State insurance regulators are looking at updating two major sets of model rules to reflect the changes made by the Patient Protection and Affordable Care Act of 2010 (PPACA).
The regulators, members of the Regulatory Framework Task Force at the National Association of Insurance Commissioners (NAIC), are asking for comments on a draft of revisions to Model 170, the Accident and Sickness Insurance Minimum Standards Model Act and a draft of revisions to Model 171, the model regulations that go along with the model act.

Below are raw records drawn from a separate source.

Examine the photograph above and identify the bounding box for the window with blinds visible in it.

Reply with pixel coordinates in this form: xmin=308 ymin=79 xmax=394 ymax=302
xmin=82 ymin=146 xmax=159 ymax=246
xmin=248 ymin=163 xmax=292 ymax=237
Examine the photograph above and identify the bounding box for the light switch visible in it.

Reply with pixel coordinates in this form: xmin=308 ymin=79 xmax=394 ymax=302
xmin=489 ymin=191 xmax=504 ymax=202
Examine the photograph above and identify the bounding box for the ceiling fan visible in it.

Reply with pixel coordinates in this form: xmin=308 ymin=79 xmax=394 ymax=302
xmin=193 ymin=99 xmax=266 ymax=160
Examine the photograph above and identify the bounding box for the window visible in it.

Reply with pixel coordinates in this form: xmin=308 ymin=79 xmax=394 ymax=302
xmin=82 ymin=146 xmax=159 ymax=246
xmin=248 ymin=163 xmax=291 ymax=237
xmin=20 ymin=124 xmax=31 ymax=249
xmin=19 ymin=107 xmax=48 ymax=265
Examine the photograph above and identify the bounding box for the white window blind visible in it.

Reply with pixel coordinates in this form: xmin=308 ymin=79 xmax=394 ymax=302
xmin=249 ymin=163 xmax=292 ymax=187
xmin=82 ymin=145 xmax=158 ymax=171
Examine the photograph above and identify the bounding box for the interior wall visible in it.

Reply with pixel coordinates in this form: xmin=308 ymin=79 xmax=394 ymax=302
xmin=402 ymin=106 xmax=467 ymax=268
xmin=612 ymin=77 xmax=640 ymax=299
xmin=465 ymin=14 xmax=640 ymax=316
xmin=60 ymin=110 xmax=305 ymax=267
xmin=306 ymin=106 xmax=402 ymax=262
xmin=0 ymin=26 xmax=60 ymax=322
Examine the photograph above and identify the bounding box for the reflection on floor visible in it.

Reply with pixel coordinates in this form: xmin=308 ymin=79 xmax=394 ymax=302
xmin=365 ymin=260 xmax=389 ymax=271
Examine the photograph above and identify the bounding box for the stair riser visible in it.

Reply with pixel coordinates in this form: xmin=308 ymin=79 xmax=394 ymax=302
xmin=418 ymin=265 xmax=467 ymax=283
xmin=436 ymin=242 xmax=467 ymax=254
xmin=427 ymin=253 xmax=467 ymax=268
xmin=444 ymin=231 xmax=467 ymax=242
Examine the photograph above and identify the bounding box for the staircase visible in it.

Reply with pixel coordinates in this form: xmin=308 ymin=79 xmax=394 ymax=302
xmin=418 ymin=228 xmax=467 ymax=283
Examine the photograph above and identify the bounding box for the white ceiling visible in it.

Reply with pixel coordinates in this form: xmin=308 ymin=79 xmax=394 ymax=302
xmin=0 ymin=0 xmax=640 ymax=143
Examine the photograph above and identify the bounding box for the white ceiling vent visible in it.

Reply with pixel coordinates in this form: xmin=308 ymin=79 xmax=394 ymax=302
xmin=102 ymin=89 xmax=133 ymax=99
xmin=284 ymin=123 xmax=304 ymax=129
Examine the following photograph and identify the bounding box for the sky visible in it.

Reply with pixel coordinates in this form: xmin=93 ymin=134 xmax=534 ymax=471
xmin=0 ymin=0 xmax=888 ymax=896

See also: Regulators post sickness insurance drafts
The NAIC is a trade group for regulators. In most cases, it can only have a direct effect on state insurance rules in states that have created mechanisms for automatically adopting NAIC rules. But NAIC models can have a major influence on the rules states set for themselves.
The accident and sickness models apply to health products other than major medical coverage, or products “excepted” from the Health Insurance Portability and Accountability Act of 1996 (HIPAA) rules that apply to major medical coverage.
Drafters and implementers of PPACA have taken a similar approach to excepting non-medical health products from PPACA.
The current text of the NAIC’s model act states that the act does not apply to Medicare supplement insurance policies, long-term care insurance (LTCI) policies and some other types of non-medical health policies. The model does apply to hospital indemnity coverage, disability income protection coverage, accident-only coverage, specified disease coverage, specified accident coverage and limited-benefit health coverage, according to the text.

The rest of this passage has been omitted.